Calm anxiety about keeping the tooth safe until it can be collected with the advance purchase (or creation) of a dear little container, a pouch, box, or pillow. Sterling and silver- plate ones are also available, but they look too knobbly to go under even the best cushioned head. Suppose you aren’t a particularly quick and adroit liar when confronted with awkward questions like “What does the tooth fairy do with all the teeth?” (My family’s ready answer was, “She strings them into a necklace miles and miles long and wears it flying around the world at night.”)  There is a large selection of picture books which expand upon the scanty stock of tooth fairy folklore by offering multiple backstories about her early life, descriptions of her workspace and workflows, family structure, and superpowers.

The more traditional reimaginings of the airy spirit preserve the pre-industrial business model.   In Peter Collington’s wordless The Tooth Fairy (London: Jonathan Cape, 1995), once she knows where she is wanted, she hurries to an extensive excavation below a tree to mine, melt, and cast ore into a token.  She flies to the sleeping expectant’s room, removes the tooth from the box under the pillow (one to fold can be found at the end of the book), and leaves the newly minted token in its place.  As soon as she returns home, she repurposes the tooth for a replacement piano key and once it’s been tuned, she happily practices for the rest of the night.

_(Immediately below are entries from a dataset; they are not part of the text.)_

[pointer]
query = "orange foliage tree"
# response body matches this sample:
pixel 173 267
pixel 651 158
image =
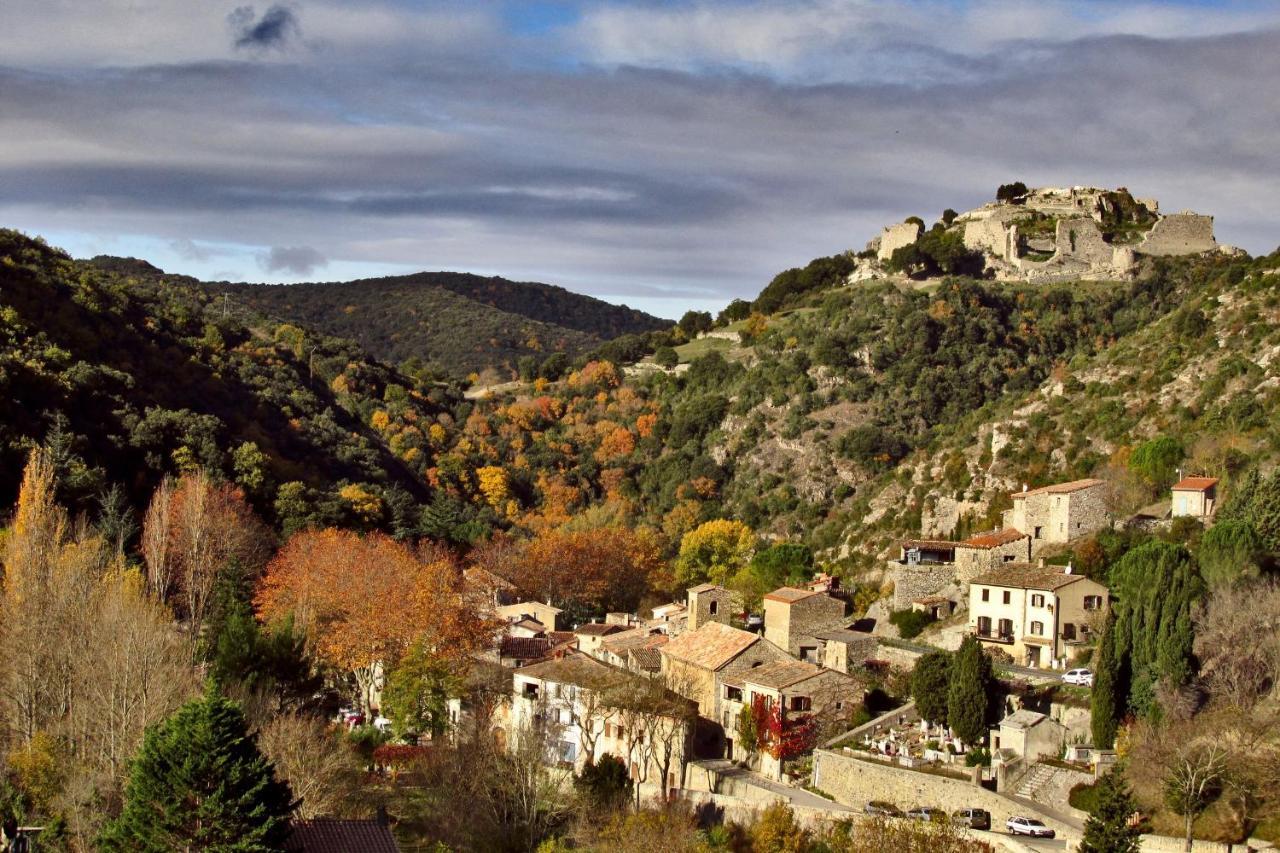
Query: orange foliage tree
pixel 362 601
pixel 597 569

No obstacles crop up during the smooth and timely fulfilment of baby tooth removal and compensation.  All the fairy’s energy is focused on one child per night, which seems unlikely, given the number of children across the globe who must lose teeth every day.  In a realer world, every night she would have to rush to inconveniently far-flung destinations (although nowhere as many as Santa), routed by a team of experienced traffic controllers.  The operation would also need additional staff to manufacture the tokens, manage the inventory, pack, and address the nightly shipment.

The Underhills: A Tooth Fairy Story (Somerville, MA: Candlewick, 2019) by Australian author/illustrator Bob Graham substitutes a modern middle-class fairy family tied into the spirit network for the gauzy girl sole proprietor. In this sequel to April and Esme, Tooth Fairies, Mom and Dad drop the three kids off at their grandparents for a sleep-over at their tea pot cottage close to the airport.

Gran has just made the fairy cakes and syrup for breakfast, when a call comes in for an emergency pickup in arrivals. Gran and the girls fly to the terminal to meet Akuba’s flight from Ghana and wait with the angels and cupids until the announcement comes over the loudspeaker.  In the rush to get to the airport on time, Gran forgot the coin and tells the girls to find some loose change in a vending machine. The errand is completed  seconds before Akuba and her family walk by.  April and Esme find the pocket and dive deep inside it to nab the tooth and replace it with the coin.  Akuba senses their presence, which obliges the fairies to whisper in her ear that she never heard them moments before the family gets in the cab. Mission accomplished: Akuba won’t have the foggiestidea how the coin got in her sweater pocket.

Graham’s realm of the tooth fairy is so nicely integrated into our world that wings and jumpers look as right as an airport concourse watched over by angels and cupids. The funny, slightly incongruous story in which a little Black girl who lost a baby tooth on an international flight is not overlooked is reassuring without being obvious.

The blurbs on the dust jacket of Toothiana: Queen of the Tooth Fairy Armies, volume 3 of William Joyce’s series The Guardians of Childhood, calls it “sweeping and epic, a Persian carpet of story lines”  and “deep, dark, dazzling…the most wonderful of William Joyce’s worlds.”   It is nothing if not eclectic.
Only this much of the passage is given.